Publication Details
Andrei Covaci, Thomas Vergauwen, Sara Top, Steven Caluwaerts, Lesley De Cruz

Contribution To Conference


Traditional weather stations monitor the weather above short grass, which is a standardized environment. Such an environment is far from representative of where most people live. Moreover, despite advances in urban climate modelling, even state-of-the-art weather forecasts and climate scenarios do not account for the hyperlocal influence of land cover on meteorological variables. To bridge this gap, we have constructed several machine learning models to translate 2-meter temperature measurements from standardized to different rural and urban environments. The input features of these models are the land cover fractions: impervious, green and water around a target station, and the interpolated open-field 2-meter temperature and wind values at the target location. The target feature for these models is the temperature data from the Flemish crowd-sourced VLINDER-network, which consists of calibrated stations positioned in unconventional locations. These models were trained on data from a limited set of VLINDER-stations and evaluated on unseen data of previously used and unused VLINDER-stations.

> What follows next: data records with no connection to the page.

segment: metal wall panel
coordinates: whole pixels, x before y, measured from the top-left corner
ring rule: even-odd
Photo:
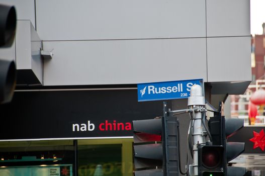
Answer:
[[[206,0],[206,10],[207,37],[250,35],[249,0]]]
[[[201,37],[205,0],[36,1],[43,40]]]
[[[206,79],[205,38],[45,41],[44,85]]]
[[[17,69],[31,69],[31,46],[30,21],[17,21],[16,33]]]
[[[15,6],[17,19],[29,20],[35,28],[34,0],[1,0],[1,3]]]
[[[251,80],[250,37],[207,38],[209,82]]]

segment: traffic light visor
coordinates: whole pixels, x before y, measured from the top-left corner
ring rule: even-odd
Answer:
[[[205,146],[201,150],[202,164],[206,168],[213,169],[222,164],[224,148],[219,146]]]

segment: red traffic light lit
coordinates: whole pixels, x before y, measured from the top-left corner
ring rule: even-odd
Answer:
[[[202,150],[202,164],[213,169],[222,164],[224,148],[222,146],[205,146]]]

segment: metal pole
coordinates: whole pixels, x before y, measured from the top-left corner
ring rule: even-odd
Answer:
[[[192,175],[198,175],[198,145],[205,145],[206,138],[203,135],[204,129],[202,121],[202,108],[205,108],[205,99],[203,96],[202,87],[195,84],[191,89],[191,96],[188,99],[188,106],[192,111],[192,135],[193,136],[193,164],[192,168]],[[203,119],[203,120],[204,120]],[[191,167],[190,167],[191,168]]]

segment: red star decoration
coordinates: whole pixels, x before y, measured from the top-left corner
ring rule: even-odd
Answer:
[[[66,167],[64,167],[61,172],[62,172],[62,175],[68,175],[69,174],[69,170]]]
[[[254,137],[249,139],[250,141],[254,143],[253,149],[259,147],[262,151],[264,151],[264,148],[265,148],[265,138],[264,138],[265,133],[264,133],[264,130],[262,129],[259,133],[253,131],[253,134]]]

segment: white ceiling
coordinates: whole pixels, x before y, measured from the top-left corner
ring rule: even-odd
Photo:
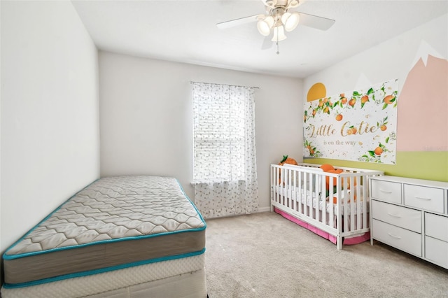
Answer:
[[[260,0],[72,0],[99,49],[250,72],[305,78],[448,13],[443,1],[307,0],[290,11],[336,20],[299,26],[262,50],[256,22],[216,24],[265,13]],[[448,25],[448,20],[447,22]]]

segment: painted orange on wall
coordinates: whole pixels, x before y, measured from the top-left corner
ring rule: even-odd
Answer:
[[[307,101],[312,101],[316,99],[323,98],[327,94],[327,90],[325,85],[321,83],[316,83],[311,86],[307,94]]]

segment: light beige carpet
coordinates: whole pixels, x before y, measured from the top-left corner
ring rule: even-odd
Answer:
[[[379,242],[337,250],[274,213],[206,223],[210,298],[448,297],[448,270]]]

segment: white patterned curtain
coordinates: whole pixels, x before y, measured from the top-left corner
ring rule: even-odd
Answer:
[[[193,83],[195,204],[205,218],[258,208],[253,93]]]

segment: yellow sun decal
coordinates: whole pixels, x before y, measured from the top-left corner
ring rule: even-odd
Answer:
[[[307,101],[312,101],[316,99],[323,98],[327,94],[327,90],[325,87],[325,85],[321,83],[316,83],[311,86],[309,90],[308,90],[308,94],[307,95]]]

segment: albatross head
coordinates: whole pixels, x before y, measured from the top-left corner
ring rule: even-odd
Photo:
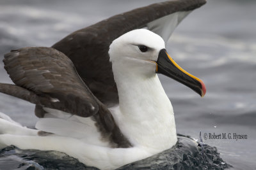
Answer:
[[[202,97],[205,94],[204,82],[182,69],[167,53],[163,38],[148,30],[136,29],[121,36],[113,41],[109,53],[115,66],[113,71],[141,77],[161,73],[188,86]]]

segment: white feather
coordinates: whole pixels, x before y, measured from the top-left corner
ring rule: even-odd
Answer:
[[[148,30],[161,36],[164,41],[167,42],[179,24],[191,11],[179,11],[164,16],[149,22],[147,25],[147,27]]]

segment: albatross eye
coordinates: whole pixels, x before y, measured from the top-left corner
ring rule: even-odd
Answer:
[[[141,52],[146,52],[148,50],[148,47],[145,45],[139,45],[139,49]]]

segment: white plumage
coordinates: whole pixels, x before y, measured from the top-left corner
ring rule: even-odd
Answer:
[[[138,45],[150,50],[141,53]],[[177,141],[173,108],[151,61],[157,59],[163,48],[163,39],[145,29],[131,31],[110,46],[120,104],[109,110],[132,148],[112,148],[101,140],[90,118],[49,108],[37,122],[38,130],[22,127],[10,118],[0,119],[1,146],[63,152],[102,169],[117,168],[172,147]],[[38,131],[52,134],[38,136]]]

We found that a random forest model yields the best results and had the highest interpretability of how the features interacted with the model. The results of the simple artificial neural networks are not robust, making these models less reliable. We explore the addition of more features related to the urban environment such as building height, sky view factor and variables related to radiation. Finally, we investigate how to prevent possible overfitting due to insufficient variation in the land cover in the training data by including other data sources.